La situation est similaire dans le domaine des théâtres. Par exemple des deux maisons communales que sont Les Théâtres de la Ville et le Escher Theater. « Il faut savoir que pour des artistes, ne pas pouvoir jouer est la pire chose qui puisse leur arriver », souligne Tom Leick-Burns, le directeur des Théâtres de la Ville. Dans la mesure du possible, sa maison essaie d’honorer les cachets des acteurs et autres professionnels indépendants qui travaillent sur les productions in-house et de décaler alors les dates des représentations vers l’été – sans que cela n’entre en collision ni avec le festival d’Avignon, ni avec les travaux d’entretien technique des équipements. Les accueils internationaux sont soit refixés, soit carrément annulés, sur base du cas de force majeur. « La situation actuelle prouve à quel point tout le système basé sur les indépendants est fragile, constate aussi Carole Lorang, la directrice du Escher Theater. Mais il faut absolument que nous soyons solidaires, il y a des existences en jeu ! » Elle paye les salaires de toutes les productions maison, même annulées, et tente de les refixer aussi.

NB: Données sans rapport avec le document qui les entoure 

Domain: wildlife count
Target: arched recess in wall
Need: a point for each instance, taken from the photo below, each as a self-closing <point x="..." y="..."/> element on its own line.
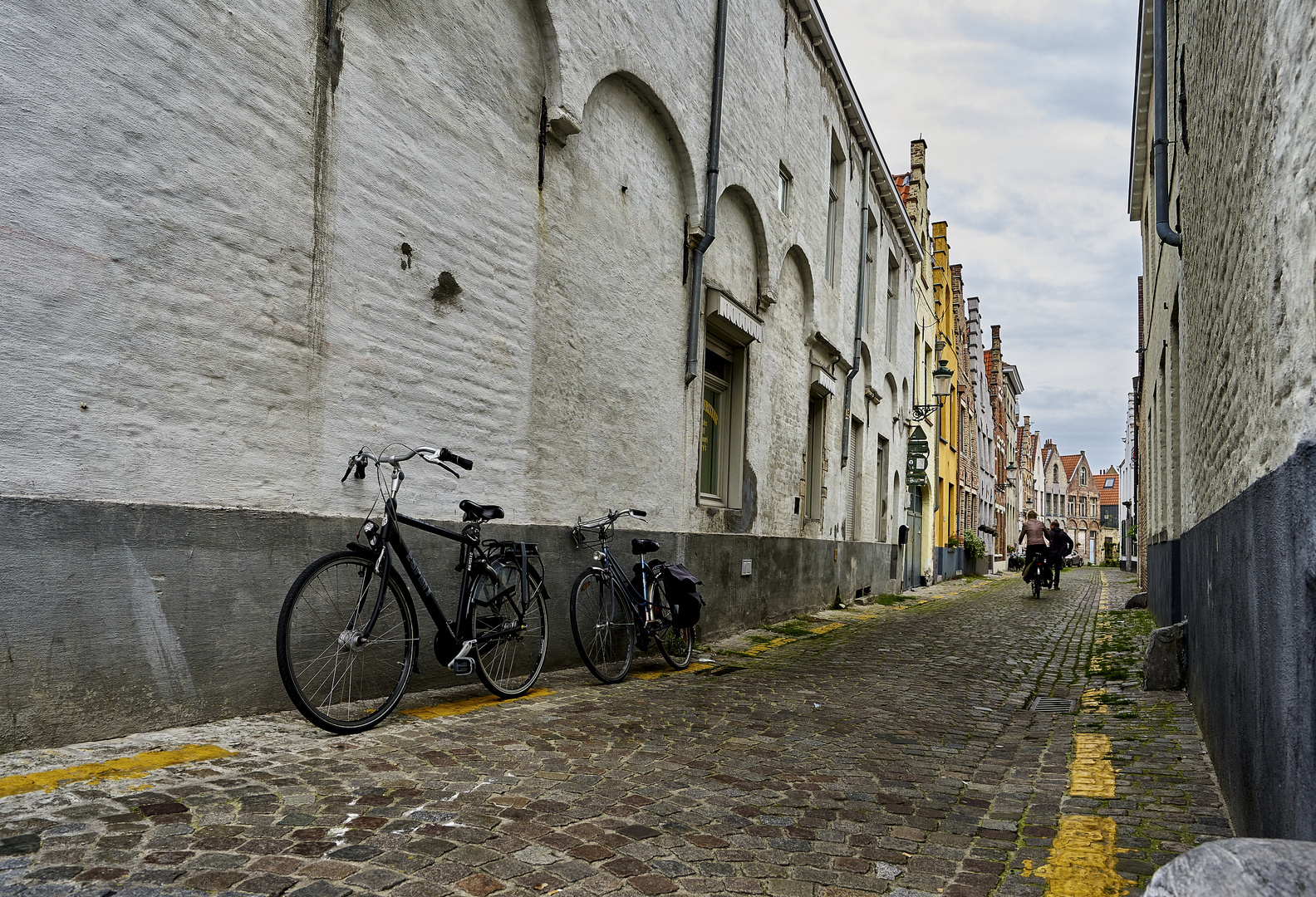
<point x="607" y="394"/>
<point x="793" y="295"/>
<point x="737" y="261"/>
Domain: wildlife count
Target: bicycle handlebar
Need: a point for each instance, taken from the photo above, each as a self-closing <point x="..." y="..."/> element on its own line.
<point x="612" y="516"/>
<point x="425" y="453"/>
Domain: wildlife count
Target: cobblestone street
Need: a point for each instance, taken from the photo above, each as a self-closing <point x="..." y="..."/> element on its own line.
<point x="887" y="748"/>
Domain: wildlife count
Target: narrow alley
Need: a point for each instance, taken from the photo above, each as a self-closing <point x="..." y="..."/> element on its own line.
<point x="885" y="748"/>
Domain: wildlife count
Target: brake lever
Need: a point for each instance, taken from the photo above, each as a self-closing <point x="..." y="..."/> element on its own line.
<point x="433" y="459"/>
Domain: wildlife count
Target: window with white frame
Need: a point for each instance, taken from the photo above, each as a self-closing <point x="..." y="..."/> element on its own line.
<point x="783" y="191"/>
<point x="892" y="304"/>
<point x="721" y="439"/>
<point x="714" y="433"/>
<point x="836" y="191"/>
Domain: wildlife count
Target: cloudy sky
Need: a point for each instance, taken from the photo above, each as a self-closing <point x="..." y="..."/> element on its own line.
<point x="1027" y="110"/>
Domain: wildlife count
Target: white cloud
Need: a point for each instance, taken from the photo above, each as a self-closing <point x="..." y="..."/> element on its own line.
<point x="1027" y="110"/>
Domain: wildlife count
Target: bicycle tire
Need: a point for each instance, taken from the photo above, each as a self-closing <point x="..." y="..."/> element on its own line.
<point x="508" y="666"/>
<point x="337" y="684"/>
<point x="676" y="645"/>
<point x="603" y="626"/>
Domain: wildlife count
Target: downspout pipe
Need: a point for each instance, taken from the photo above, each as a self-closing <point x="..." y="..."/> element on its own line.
<point x="1158" y="86"/>
<point x="714" y="140"/>
<point x="860" y="306"/>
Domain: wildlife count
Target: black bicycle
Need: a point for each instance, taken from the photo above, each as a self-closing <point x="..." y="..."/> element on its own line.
<point x="1037" y="571"/>
<point x="347" y="633"/>
<point x="612" y="613"/>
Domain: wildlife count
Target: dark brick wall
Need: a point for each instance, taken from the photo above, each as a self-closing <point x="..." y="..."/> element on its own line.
<point x="1165" y="588"/>
<point x="1250" y="593"/>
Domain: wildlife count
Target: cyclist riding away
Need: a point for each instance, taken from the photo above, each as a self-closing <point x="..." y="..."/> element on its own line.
<point x="1061" y="546"/>
<point x="1036" y="550"/>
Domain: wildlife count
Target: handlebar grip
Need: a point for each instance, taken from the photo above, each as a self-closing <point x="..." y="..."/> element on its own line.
<point x="464" y="463"/>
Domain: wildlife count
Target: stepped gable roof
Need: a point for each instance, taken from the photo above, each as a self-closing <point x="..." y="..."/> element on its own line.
<point x="1070" y="463"/>
<point x="1110" y="493"/>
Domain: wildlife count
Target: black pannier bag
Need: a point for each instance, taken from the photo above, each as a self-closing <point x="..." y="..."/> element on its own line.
<point x="686" y="603"/>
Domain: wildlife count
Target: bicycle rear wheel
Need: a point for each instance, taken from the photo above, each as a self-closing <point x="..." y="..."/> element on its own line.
<point x="603" y="626"/>
<point x="337" y="679"/>
<point x="676" y="644"/>
<point x="515" y="629"/>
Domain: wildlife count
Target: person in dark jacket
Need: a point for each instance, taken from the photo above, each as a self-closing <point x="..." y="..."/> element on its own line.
<point x="1059" y="546"/>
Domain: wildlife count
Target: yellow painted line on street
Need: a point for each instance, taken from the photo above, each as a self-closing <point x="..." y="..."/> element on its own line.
<point x="1091" y="772"/>
<point x="768" y="646"/>
<point x="469" y="704"/>
<point x="124" y="767"/>
<point x="825" y="628"/>
<point x="660" y="674"/>
<point x="1082" y="859"/>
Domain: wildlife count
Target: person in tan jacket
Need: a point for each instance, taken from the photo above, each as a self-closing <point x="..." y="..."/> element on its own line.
<point x="1036" y="547"/>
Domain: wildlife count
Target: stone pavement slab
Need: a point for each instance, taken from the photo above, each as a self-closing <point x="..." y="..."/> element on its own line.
<point x="885" y="748"/>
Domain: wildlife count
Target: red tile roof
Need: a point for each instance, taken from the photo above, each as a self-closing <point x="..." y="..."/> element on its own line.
<point x="1070" y="463"/>
<point x="1110" y="495"/>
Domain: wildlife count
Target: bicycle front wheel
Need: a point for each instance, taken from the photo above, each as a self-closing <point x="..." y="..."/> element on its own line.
<point x="603" y="626"/>
<point x="676" y="644"/>
<point x="337" y="678"/>
<point x="511" y="629"/>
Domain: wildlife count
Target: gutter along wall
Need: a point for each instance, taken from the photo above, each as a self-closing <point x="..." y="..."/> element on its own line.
<point x="294" y="237"/>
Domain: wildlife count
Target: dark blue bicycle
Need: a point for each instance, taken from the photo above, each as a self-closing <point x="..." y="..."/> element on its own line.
<point x="612" y="612"/>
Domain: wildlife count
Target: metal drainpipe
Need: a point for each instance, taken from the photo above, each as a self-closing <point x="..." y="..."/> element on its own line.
<point x="1162" y="176"/>
<point x="714" y="139"/>
<point x="858" y="312"/>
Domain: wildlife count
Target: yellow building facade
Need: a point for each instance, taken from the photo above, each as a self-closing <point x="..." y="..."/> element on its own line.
<point x="946" y="358"/>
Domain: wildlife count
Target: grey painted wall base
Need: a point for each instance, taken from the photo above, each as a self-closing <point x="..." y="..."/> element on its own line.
<point x="1165" y="587"/>
<point x="1250" y="593"/>
<point x="1240" y="867"/>
<point x="119" y="619"/>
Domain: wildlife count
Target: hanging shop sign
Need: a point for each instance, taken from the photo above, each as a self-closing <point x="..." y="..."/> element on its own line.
<point x="916" y="463"/>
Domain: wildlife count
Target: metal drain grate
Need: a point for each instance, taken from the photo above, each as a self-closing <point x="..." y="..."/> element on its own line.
<point x="1053" y="705"/>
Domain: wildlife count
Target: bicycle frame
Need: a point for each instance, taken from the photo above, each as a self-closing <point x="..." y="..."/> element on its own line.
<point x="637" y="601"/>
<point x="448" y="640"/>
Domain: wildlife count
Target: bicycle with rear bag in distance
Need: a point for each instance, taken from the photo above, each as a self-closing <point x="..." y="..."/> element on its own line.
<point x="612" y="613"/>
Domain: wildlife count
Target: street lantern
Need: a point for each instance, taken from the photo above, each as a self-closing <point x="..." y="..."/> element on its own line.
<point x="942" y="374"/>
<point x="940" y="391"/>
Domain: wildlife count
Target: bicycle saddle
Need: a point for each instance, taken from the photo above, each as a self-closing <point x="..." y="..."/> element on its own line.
<point x="480" y="512"/>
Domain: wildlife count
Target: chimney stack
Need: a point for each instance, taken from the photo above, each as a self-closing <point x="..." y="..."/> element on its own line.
<point x="917" y="154"/>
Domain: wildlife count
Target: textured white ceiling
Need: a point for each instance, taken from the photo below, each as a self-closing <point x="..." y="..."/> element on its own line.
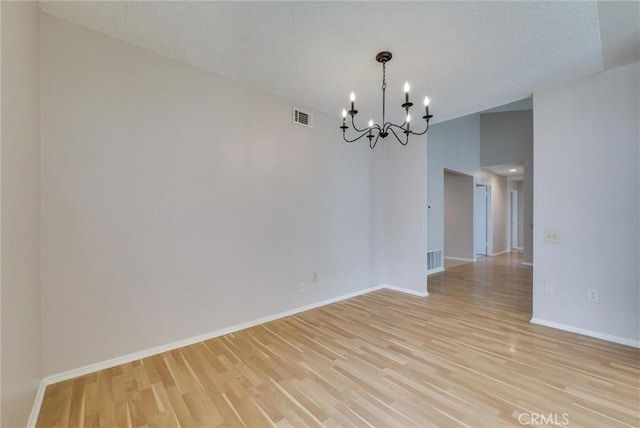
<point x="467" y="56"/>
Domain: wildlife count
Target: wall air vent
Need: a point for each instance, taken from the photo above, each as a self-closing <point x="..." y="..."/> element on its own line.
<point x="302" y="118"/>
<point x="434" y="262"/>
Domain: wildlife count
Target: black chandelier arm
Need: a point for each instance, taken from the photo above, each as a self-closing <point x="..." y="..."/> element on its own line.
<point x="421" y="133"/>
<point x="398" y="138"/>
<point x="353" y="123"/>
<point x="372" y="143"/>
<point x="365" y="133"/>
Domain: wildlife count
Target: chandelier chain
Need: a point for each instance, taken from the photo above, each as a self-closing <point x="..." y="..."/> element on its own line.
<point x="382" y="129"/>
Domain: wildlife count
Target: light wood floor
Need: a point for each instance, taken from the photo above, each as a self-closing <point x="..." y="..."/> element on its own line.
<point x="464" y="356"/>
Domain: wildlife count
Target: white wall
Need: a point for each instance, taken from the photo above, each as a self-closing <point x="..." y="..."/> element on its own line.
<point x="458" y="216"/>
<point x="176" y="202"/>
<point x="507" y="137"/>
<point x="499" y="207"/>
<point x="452" y="145"/>
<point x="401" y="175"/>
<point x="20" y="225"/>
<point x="587" y="188"/>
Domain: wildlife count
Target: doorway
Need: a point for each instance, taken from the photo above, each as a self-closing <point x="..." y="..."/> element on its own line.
<point x="513" y="218"/>
<point x="482" y="215"/>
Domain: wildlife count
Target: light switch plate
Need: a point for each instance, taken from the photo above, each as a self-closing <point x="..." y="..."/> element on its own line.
<point x="552" y="236"/>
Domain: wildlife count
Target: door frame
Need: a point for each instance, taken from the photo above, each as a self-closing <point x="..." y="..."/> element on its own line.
<point x="488" y="219"/>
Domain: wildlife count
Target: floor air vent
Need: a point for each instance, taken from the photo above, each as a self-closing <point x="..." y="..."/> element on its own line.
<point x="434" y="262"/>
<point x="302" y="118"/>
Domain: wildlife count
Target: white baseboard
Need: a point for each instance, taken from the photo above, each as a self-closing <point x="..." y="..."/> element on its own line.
<point x="500" y="252"/>
<point x="70" y="374"/>
<point x="35" y="411"/>
<point x="461" y="259"/>
<point x="436" y="270"/>
<point x="405" y="290"/>
<point x="585" y="332"/>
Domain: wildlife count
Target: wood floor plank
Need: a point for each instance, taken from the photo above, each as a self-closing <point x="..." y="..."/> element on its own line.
<point x="464" y="356"/>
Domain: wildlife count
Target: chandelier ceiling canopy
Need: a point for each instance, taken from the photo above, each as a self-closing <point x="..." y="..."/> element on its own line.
<point x="374" y="131"/>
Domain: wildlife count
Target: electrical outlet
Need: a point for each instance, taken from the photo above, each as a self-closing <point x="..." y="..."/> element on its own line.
<point x="551" y="236"/>
<point x="593" y="295"/>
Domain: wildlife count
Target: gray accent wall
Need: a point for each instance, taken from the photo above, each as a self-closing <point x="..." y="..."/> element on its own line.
<point x="458" y="216"/>
<point x="21" y="330"/>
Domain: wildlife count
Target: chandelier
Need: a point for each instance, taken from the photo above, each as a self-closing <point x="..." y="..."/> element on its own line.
<point x="375" y="131"/>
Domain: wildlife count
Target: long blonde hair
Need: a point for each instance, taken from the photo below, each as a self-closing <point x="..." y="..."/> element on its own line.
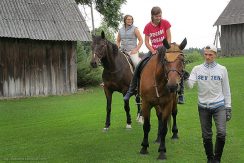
<point x="155" y="11"/>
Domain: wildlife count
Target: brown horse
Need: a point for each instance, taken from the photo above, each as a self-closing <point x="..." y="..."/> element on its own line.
<point x="117" y="73"/>
<point x="160" y="80"/>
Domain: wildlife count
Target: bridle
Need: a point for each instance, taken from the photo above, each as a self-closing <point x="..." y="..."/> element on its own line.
<point x="167" y="60"/>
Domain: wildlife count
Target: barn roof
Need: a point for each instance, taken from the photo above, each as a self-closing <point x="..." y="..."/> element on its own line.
<point x="43" y="20"/>
<point x="232" y="14"/>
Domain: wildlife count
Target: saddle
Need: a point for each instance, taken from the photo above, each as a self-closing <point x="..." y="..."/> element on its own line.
<point x="126" y="54"/>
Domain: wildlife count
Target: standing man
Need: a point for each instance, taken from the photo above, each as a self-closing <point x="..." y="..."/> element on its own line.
<point x="214" y="101"/>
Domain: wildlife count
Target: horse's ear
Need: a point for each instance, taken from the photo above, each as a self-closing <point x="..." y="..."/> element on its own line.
<point x="103" y="35"/>
<point x="166" y="44"/>
<point x="183" y="44"/>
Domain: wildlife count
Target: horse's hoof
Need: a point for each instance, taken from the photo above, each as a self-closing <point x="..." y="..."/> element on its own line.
<point x="138" y="116"/>
<point x="143" y="151"/>
<point x="157" y="140"/>
<point x="162" y="156"/>
<point x="105" y="129"/>
<point x="175" y="137"/>
<point x="128" y="126"/>
<point x="140" y="120"/>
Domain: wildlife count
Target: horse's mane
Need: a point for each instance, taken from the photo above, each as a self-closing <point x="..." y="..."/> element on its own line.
<point x="114" y="47"/>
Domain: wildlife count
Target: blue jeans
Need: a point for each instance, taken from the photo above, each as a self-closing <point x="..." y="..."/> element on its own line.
<point x="219" y="116"/>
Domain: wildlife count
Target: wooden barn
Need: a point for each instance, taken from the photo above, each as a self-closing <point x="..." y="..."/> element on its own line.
<point x="231" y="21"/>
<point x="38" y="47"/>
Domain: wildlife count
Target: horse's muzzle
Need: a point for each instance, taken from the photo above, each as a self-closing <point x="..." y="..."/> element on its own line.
<point x="172" y="88"/>
<point x="94" y="64"/>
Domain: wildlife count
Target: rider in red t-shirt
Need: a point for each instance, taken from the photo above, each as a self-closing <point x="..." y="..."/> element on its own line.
<point x="155" y="31"/>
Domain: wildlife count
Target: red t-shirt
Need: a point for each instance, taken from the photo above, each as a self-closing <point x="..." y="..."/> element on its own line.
<point x="157" y="33"/>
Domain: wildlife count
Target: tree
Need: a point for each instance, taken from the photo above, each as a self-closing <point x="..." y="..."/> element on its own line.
<point x="110" y="9"/>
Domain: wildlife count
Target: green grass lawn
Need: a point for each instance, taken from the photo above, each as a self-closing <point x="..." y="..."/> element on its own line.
<point x="70" y="128"/>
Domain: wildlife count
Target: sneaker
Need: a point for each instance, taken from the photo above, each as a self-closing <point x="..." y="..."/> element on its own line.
<point x="181" y="99"/>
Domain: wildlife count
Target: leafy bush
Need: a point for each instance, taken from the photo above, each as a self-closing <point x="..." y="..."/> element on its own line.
<point x="193" y="57"/>
<point x="86" y="75"/>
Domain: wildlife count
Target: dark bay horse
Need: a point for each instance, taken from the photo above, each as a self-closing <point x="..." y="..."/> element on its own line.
<point x="160" y="80"/>
<point x="117" y="73"/>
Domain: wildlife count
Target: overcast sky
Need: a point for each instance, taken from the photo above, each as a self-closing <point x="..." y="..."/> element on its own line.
<point x="192" y="19"/>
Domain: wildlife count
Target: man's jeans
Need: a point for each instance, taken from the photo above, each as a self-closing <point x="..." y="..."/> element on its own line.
<point x="219" y="116"/>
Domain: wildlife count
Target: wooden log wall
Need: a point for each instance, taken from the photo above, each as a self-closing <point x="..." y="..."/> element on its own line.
<point x="232" y="40"/>
<point x="33" y="68"/>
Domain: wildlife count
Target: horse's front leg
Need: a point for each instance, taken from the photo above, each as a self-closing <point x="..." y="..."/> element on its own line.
<point x="128" y="116"/>
<point x="160" y="124"/>
<point x="163" y="133"/>
<point x="146" y="127"/>
<point x="139" y="111"/>
<point x="108" y="107"/>
<point x="174" y="127"/>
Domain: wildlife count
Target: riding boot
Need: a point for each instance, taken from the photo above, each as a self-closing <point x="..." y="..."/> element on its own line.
<point x="219" y="146"/>
<point x="208" y="145"/>
<point x="181" y="99"/>
<point x="132" y="89"/>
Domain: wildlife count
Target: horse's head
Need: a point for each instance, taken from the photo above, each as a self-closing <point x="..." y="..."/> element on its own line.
<point x="174" y="63"/>
<point x="99" y="49"/>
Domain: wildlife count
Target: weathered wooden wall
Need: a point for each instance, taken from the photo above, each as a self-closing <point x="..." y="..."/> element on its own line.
<point x="232" y="40"/>
<point x="33" y="68"/>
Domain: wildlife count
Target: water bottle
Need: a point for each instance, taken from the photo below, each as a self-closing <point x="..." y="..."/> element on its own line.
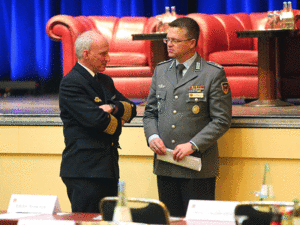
<point x="290" y="17"/>
<point x="122" y="211"/>
<point x="284" y="16"/>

« Les frustrations sont bien sûr énormes lorsqu’on a commencé à travailler sur une production, qui doit ensuite être annulée », sait aussi Myriam Muller, actrice, metteuse en scène et directrice artistique du Théâtre du Centaure. « En tant que théâtre privé, mais subventionné, nous essayons de soutenir les artistes tant que nous pouvons, en honorant leurs contrats et en refixant les représentations. » Un des prochains spectacles du Centaure devait être Bug de Tracy Letts. Sur l’affiche, on voit Myriam Muller portant un masque de respiration, un appareil de désinfection entre les mains. Depuis l’impression de la brochure, la réalité a dépassé la fiction.